The romance between Aragorn and Arwen is reminiscent of the romance between Beren and Lúthien, but as with many other tales of the Third Age, theirs is a pale copy of the deeds of earlier ages. Still, only one other marriage between human and elf is recorded in the annals of Tolkien. Arwen is mostly a minor character in Tolkien's Lord of the Rings, while she is nevertheless described in detail in the appendices after the third book, The Return of the King. She does however play a role in the plot which is disproportionate to the number of scenes in which she appears. When Éowyn falls in love with Aragorn it is his fidelity to Arwen that forbids him from reciprocating, thereby motivating Éowyn's subsequent actions during the Battle of the Pelennor Fields which have major repercussions for the defence of Middle-earth.

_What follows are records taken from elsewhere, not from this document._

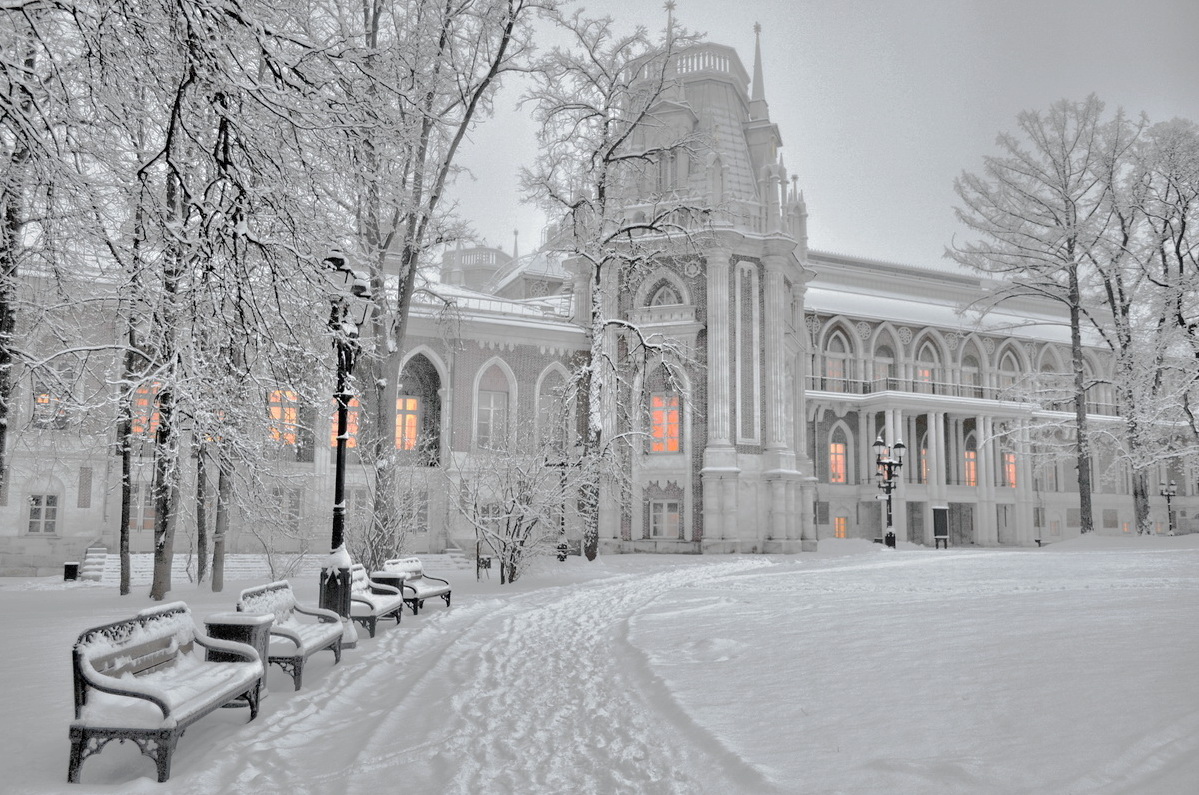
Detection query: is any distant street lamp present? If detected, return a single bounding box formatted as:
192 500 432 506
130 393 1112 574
320 254 370 645
874 434 908 547
1161 481 1179 536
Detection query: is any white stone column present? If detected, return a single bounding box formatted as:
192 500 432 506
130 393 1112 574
765 261 788 450
707 248 733 447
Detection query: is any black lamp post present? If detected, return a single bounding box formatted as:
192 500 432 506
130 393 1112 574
1161 481 1179 536
320 254 370 646
874 435 908 547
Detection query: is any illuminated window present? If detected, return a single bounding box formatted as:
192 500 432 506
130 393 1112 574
829 441 849 483
650 392 680 453
266 390 298 445
650 500 682 538
916 344 940 395
475 390 508 448
329 398 362 450
132 381 162 435
29 494 59 535
396 395 421 450
832 516 849 538
1004 453 1016 488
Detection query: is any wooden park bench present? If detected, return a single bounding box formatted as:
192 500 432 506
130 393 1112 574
67 602 264 783
350 564 404 638
382 558 450 615
237 580 342 689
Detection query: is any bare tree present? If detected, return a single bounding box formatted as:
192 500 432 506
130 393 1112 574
523 10 710 560
946 95 1110 532
311 0 556 563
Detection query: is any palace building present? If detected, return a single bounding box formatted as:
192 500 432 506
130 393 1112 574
0 35 1199 571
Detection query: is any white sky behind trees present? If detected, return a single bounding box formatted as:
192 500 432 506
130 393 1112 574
451 0 1199 264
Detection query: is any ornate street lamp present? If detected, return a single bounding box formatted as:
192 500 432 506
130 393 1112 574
1161 481 1179 536
320 253 370 646
874 434 908 547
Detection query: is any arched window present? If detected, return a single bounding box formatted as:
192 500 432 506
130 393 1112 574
824 331 850 392
475 365 508 450
266 390 302 445
396 354 441 466
829 426 849 483
874 345 896 390
998 350 1020 399
132 381 162 436
962 354 982 397
915 342 941 395
962 430 978 486
650 284 682 307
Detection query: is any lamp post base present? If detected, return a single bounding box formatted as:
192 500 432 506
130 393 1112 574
320 568 359 649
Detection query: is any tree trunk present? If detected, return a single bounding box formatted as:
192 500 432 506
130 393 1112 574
212 453 233 594
1068 265 1095 532
195 442 209 583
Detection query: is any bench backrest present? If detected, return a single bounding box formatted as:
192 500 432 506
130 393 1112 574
237 579 296 624
382 558 424 579
350 564 370 594
72 602 195 717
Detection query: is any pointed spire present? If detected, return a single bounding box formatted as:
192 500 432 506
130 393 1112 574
749 23 770 120
749 22 766 101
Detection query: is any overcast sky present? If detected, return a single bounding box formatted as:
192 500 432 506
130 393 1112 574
454 0 1199 264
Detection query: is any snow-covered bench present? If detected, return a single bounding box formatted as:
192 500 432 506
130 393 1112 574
382 558 450 615
350 564 404 638
237 580 342 689
67 602 263 783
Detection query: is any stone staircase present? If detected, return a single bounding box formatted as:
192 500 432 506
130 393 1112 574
79 547 108 583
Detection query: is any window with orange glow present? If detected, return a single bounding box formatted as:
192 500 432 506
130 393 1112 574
396 395 421 450
1004 453 1016 488
329 398 362 450
267 390 302 445
132 381 162 435
650 392 679 453
829 441 849 483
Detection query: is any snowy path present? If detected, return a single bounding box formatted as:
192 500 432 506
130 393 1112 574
187 560 769 793
0 536 1199 795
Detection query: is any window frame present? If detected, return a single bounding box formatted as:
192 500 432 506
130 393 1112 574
649 391 683 456
25 492 62 537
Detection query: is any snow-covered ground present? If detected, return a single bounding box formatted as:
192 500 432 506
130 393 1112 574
0 536 1199 795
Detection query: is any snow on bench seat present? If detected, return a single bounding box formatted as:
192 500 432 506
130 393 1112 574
350 564 404 638
237 580 342 689
382 558 450 615
67 602 263 782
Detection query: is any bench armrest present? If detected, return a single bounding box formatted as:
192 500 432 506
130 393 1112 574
367 579 400 596
193 634 261 662
295 604 342 624
76 661 170 721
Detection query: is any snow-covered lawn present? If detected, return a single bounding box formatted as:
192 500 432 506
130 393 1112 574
0 536 1199 795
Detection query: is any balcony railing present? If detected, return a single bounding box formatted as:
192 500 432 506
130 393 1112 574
808 375 1117 416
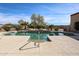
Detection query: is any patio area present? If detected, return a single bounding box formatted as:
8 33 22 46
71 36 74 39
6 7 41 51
0 36 79 56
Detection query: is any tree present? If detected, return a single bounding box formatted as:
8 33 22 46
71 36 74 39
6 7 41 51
18 20 28 30
48 25 54 30
74 22 79 31
31 14 46 29
2 23 13 31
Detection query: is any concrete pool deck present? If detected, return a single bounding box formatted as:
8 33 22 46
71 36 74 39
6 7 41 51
0 36 79 56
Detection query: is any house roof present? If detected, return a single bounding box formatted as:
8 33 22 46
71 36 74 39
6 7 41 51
71 12 79 16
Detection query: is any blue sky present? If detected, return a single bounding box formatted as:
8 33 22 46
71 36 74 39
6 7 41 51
0 3 79 25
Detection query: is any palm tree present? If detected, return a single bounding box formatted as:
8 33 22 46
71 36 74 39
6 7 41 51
2 23 13 31
18 20 28 30
48 25 54 30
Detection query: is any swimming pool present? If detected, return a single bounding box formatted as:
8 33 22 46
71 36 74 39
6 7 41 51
5 31 74 41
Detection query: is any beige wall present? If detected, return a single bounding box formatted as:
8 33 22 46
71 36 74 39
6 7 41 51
70 14 79 31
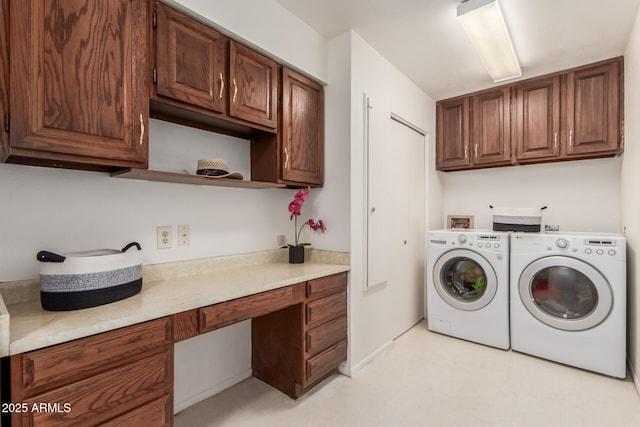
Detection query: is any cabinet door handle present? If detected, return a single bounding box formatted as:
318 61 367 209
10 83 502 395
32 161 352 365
140 114 144 145
231 77 238 104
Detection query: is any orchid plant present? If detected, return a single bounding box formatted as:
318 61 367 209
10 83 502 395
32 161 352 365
283 187 327 248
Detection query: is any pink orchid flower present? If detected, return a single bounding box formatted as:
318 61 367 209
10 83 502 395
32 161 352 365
288 187 327 247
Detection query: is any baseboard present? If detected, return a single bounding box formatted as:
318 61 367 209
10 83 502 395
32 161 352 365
627 359 640 397
173 369 252 415
338 341 393 377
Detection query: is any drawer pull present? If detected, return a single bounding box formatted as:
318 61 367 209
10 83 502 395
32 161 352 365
231 77 238 104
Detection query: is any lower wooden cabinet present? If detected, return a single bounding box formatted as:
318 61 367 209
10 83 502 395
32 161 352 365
251 273 347 399
3 272 347 427
436 57 624 171
11 317 173 427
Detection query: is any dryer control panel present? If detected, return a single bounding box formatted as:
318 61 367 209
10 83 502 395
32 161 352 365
512 233 626 259
429 231 509 253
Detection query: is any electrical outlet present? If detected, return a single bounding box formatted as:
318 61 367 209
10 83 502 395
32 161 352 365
178 225 191 246
157 225 173 249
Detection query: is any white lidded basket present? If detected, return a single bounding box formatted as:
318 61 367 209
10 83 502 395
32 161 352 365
493 206 547 233
37 242 142 311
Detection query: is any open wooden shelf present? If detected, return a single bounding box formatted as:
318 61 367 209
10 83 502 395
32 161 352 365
111 168 285 189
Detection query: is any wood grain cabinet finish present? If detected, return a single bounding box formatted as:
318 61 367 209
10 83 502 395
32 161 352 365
564 59 624 158
154 3 229 114
229 41 278 128
150 0 278 138
1 0 149 170
512 75 561 163
302 273 347 388
251 68 324 188
199 286 302 333
251 273 347 399
281 68 324 186
436 57 624 171
470 88 511 167
11 317 173 426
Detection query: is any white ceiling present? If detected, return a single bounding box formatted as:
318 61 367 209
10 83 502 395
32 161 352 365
276 0 640 100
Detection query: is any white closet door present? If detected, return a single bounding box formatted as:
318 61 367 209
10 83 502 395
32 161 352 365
388 119 425 337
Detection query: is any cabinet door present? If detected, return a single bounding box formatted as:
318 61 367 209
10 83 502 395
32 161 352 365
436 97 470 170
470 87 511 166
156 3 228 113
10 0 149 167
229 41 278 128
282 69 324 185
565 59 622 157
511 76 560 162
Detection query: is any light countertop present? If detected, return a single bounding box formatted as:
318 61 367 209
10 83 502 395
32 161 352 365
0 250 349 356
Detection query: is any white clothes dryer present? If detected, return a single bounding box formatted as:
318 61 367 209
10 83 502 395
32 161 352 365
426 229 509 350
510 233 627 378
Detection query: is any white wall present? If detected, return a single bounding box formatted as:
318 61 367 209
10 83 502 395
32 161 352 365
620 6 640 393
440 158 622 233
342 31 441 372
163 0 328 82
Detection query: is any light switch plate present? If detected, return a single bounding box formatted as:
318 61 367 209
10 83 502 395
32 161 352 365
157 225 173 249
178 225 191 246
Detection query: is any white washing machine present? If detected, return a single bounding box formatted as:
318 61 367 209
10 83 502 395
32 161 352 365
510 233 627 378
426 230 509 350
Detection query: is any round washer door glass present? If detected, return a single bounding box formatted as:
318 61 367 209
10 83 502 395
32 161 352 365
518 256 613 331
433 249 497 310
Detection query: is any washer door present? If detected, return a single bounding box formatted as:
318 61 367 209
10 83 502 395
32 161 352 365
433 249 498 311
518 256 613 331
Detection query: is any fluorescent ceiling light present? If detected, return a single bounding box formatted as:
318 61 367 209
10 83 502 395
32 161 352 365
458 0 522 82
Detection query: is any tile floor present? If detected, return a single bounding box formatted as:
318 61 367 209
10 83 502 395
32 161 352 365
175 321 640 427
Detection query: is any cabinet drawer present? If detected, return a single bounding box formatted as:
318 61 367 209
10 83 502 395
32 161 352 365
17 317 172 397
306 291 347 327
307 316 347 355
100 394 173 427
305 340 347 385
18 351 173 427
173 308 198 342
307 273 347 298
200 284 302 333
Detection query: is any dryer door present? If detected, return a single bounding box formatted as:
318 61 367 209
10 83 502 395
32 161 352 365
433 249 498 311
518 256 613 331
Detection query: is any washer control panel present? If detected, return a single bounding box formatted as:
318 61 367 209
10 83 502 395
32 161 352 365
453 233 509 252
511 233 626 258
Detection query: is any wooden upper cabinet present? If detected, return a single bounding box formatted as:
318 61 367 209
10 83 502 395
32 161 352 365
229 41 278 128
511 75 560 162
281 69 324 186
3 0 149 169
156 3 228 114
436 96 471 170
436 57 624 171
564 59 623 157
470 88 511 166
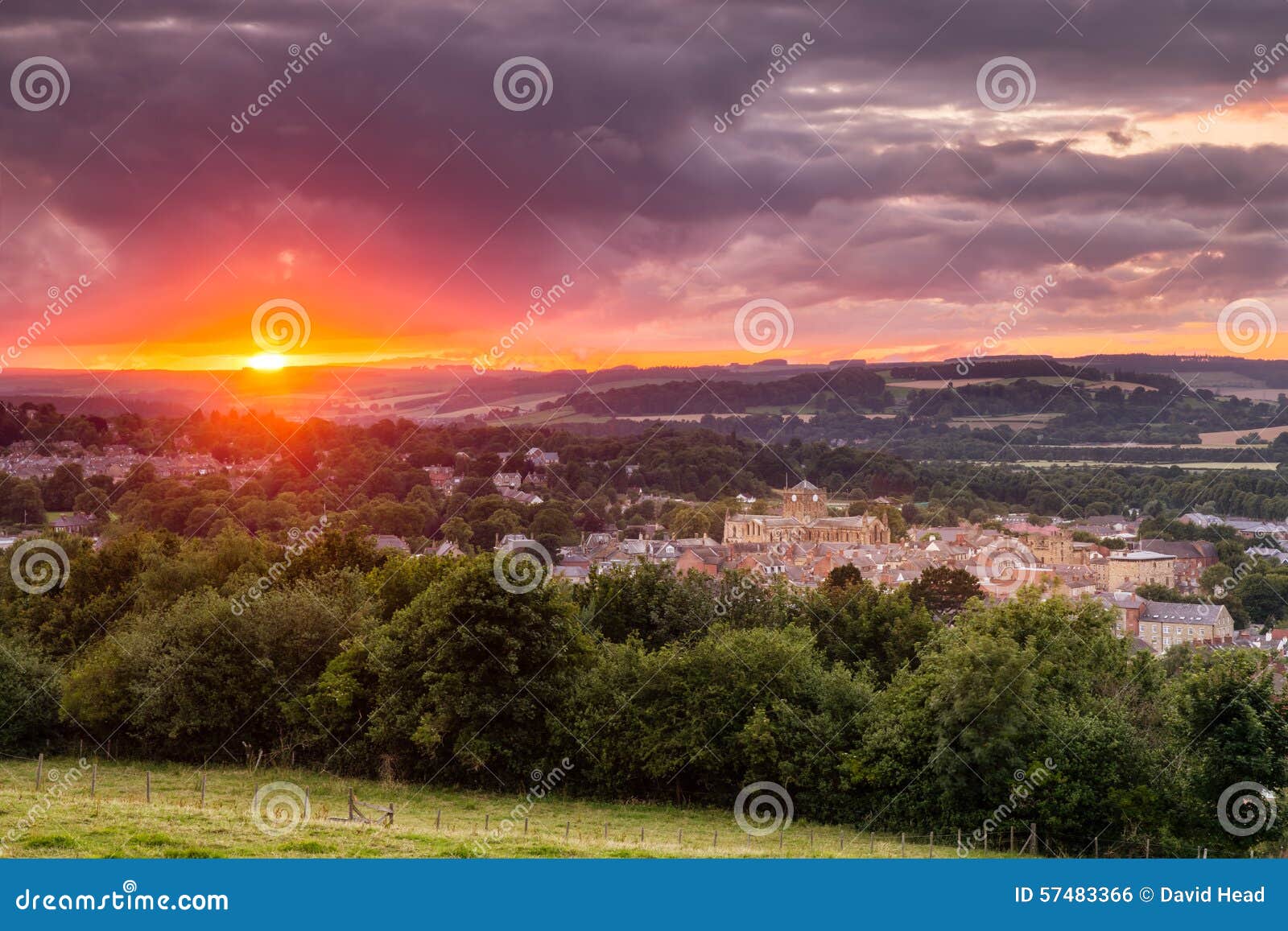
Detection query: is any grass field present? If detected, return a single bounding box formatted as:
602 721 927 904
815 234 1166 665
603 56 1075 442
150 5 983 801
0 757 1014 859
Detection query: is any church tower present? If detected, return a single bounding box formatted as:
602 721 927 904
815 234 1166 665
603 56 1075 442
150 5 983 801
782 480 827 523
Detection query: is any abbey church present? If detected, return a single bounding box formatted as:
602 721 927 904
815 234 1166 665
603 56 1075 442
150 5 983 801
724 480 890 543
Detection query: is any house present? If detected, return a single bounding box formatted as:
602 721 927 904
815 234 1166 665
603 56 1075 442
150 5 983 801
1136 601 1234 653
492 472 523 489
675 545 729 575
49 513 98 533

Arwen plays a major role in the Peter Jackson movie version of the three books, since cinematically it is necessary to establish her role in the plot more firmly. In the 2002 film version, but not the books, she sneaks up on Aragorn, treats Frodo with athelas, and takes him by herself on horseback where she thwarts the Black Riders at Bruinen with a sudden flood. (In the book, it was Glorfindel who put Frodo on horseback and sent him alone to flee the black riders, and Elrond and Gandalf who arranged the flood.) During this flight and elsewhere in the movies Arwen weilds the sword Hadhafang, which was once wielded by her father.
Some argue that the substitution of Arwen for Glorfindel is a major departure in the film version of the story, and less acceptable even than that of the substitution of Legolas for Glorfindel in the Ralph Bakshi version. As with other changes in character and plot, this is a common and unavoidable hazard encountered in the adaptation of a story from a literary to a film format.
In the movie trilogy, Arwen is played by Liv Tyler.